Une rentrée dans la joie...

« Tout est prêt […], c’est presque une rentrée normale » disait J. Castex le 26 août ; « il ne manquera pas de professeurs pour cette rentrée » surenchérissait JM. Blanquer le 31, avant de tirer le bilan une semaine plus tard devant les députées en affirmant que « la rentrée s’est passée dans la joie ». Entre mensonges et méthode Coué, au mépris des personnels, des élèves et des familles, la communication gouvernementale contribue à une délégitimation toujours plus forte de la parole de l’exécutif et à l’installation d’un sentiment de défiance, voire de colère chez les personnels.

Sur le territoire ardéchois comme partout ailleurs, avec un protocole sanitaire connu l’avant veille, de nombreux postes et BMP non pourvus, des organisations pédagogiques censées répondre à des injonctions impossibles à mettre en œuvre (comme la limitation du brassage des élèves entre niveaux), c’est dans une grande impréparation, voire dans la confusion que les personnels ont fait leur rentrée, à l’exact opposé de ce qu’affirmait la communication gouvernementale. Les quelques équipes qui avaient pris le parti de rentrer un jour avant pour se donner le temps de préparer au mieux ce mois de septembre pas comme les autres, en ont été pour leurs frais puisque le vendredi 28 août, le flou régnait encore sur de nombreux points. Il semble aujourd’hui évident qu’une partie des services pour le moins ont été débordés : c’est la conséquence, certes, de la concordance de la situation sanitaire et du télétravail qu’elle impose, mais aussi et surtout des modifications profondes provoquées par la loi de transformation de la fonction publique dans la gestion des personnels, et du manque flagrant de personnel, peut-être plus encore dans notre académie qu’ailleurs ; toutes choses que nous n’avons cessé de dénoncer. Le résultat est que, contrairement à ce qu’a affirmé M. Blanquer, il manquait de nombreux professeurs ou CPE à la rentrée dans les établissements ardéchois, sur des BMP, des remplacements pourtant prévus ou même sur certains postes. Trois semaines plus tard, il manque encore des enseignantes dans plusieurs établissements.

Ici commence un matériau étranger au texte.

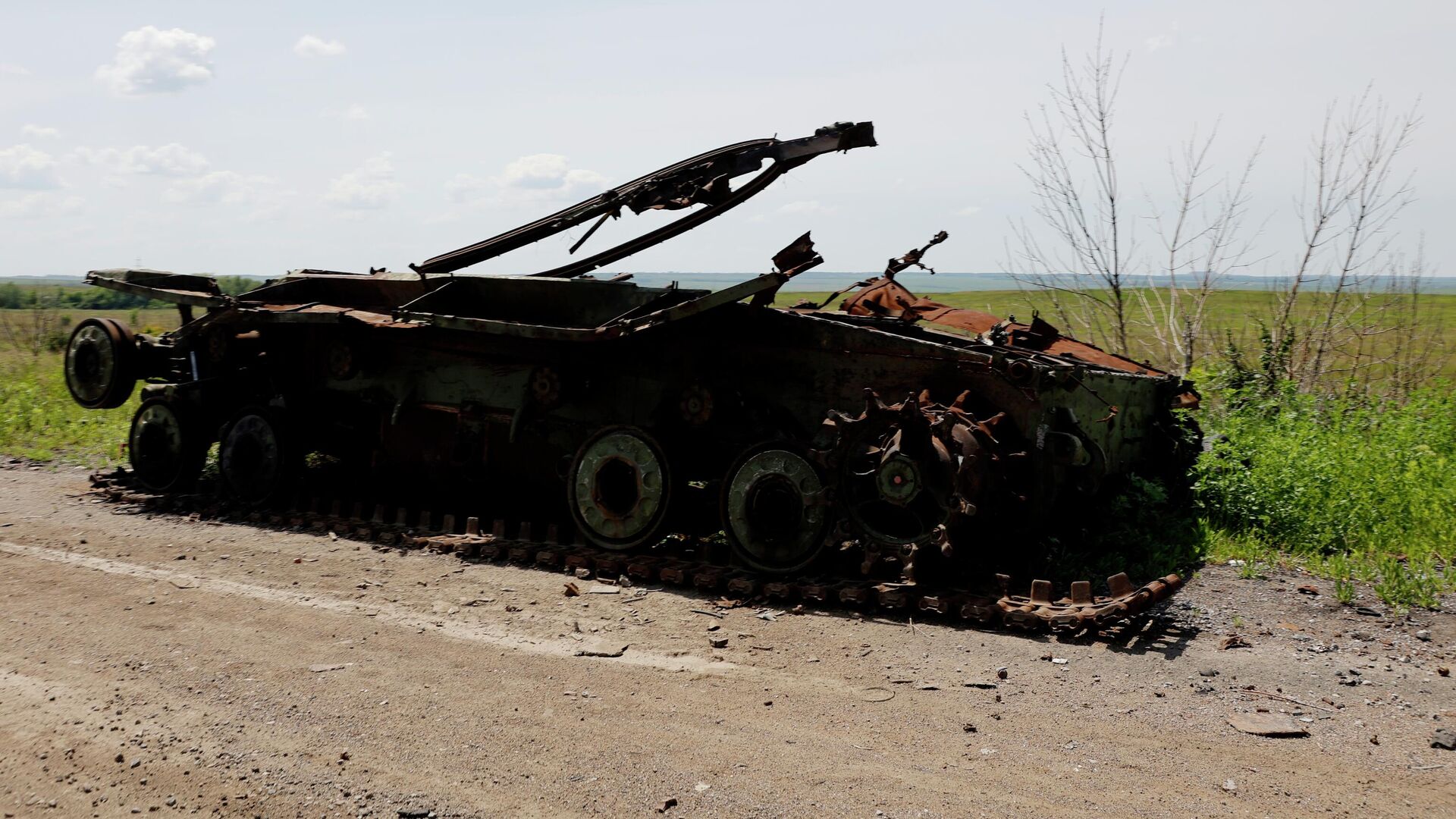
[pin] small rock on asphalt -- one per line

L’école, une exception sanitaire ?

Sur le plan sanitaire, c’est la confusion la plus totale. Alors que la situation sanitaire se dégrade partout sur le territoire et que les mesures de restrictions sont renforcées par les préfets, le gouvernement annonce à contre courant un allègement de la durée de quarantaine à 7 jours – contre l’avis de l’OMS notons-le, et contrairement à ce que font l’ensemble des pays voisins – et un allègement de la gestion des cas contacts en milieu scolaire (il en faudrait désormais 3 positifs dans une même classe pour qu’une mise en quarantaine puisse être envisagée). Où est la cohérence, sinon celle « d’avoir moins de classes fermées » comme l’affirmait le ministre ce lundi sur RTL ? Il faut pourtant savoir que selon le dernier rapport épidémiologique régional de santé publique France, c’est le milieu scolaire et universitaire qui arrivait en tête du nombre de clusters actifs en Auvergne-Rhône-Alpes (24%), devant les EHPAD et les rassemblements. Certes, aucun ne se trouvait alors en Ardèche, mais cela risque de ne pas durer longtemps.

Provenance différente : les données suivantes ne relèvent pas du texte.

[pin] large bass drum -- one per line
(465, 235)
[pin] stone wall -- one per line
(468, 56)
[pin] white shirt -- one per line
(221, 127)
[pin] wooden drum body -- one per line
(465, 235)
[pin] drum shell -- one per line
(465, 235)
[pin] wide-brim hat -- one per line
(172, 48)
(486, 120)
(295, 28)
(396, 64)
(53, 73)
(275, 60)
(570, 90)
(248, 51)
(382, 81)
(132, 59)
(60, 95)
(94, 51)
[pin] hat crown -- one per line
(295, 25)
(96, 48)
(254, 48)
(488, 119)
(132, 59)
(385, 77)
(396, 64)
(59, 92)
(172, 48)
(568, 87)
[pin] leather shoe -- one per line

On a vraiment l’impression que le ministère se désintéresse des conséquences sur la santé des personnels – notamment des plus vulnérables – des élèves et de leurs familles. D’ailleurs, dans la dernière lettre d’information adressée désormais chaque semaine aux enseignantes et titrée « l’actualité de l’école, chaque semaine », pas un mot sur la crise sanitaire. Plus grave, lors de sa conférence de presse tenue hier, le ministre de la santé, qui annonce des restrictions majeures face à l’aggravation de la situation sanitaire n’a pas prononcé une seule fois le mot école. Comment comprendre que d’un côté les rassemblements de plus de 10 personnes, masquées et en extérieur, soient interdits dans certaines villes, et que de l’autre, les élèves restent entassés dans les classes et dans les restaurants scolaires, comme si le virus n’entrait pas à l’école. C’est le règne de l’absurde !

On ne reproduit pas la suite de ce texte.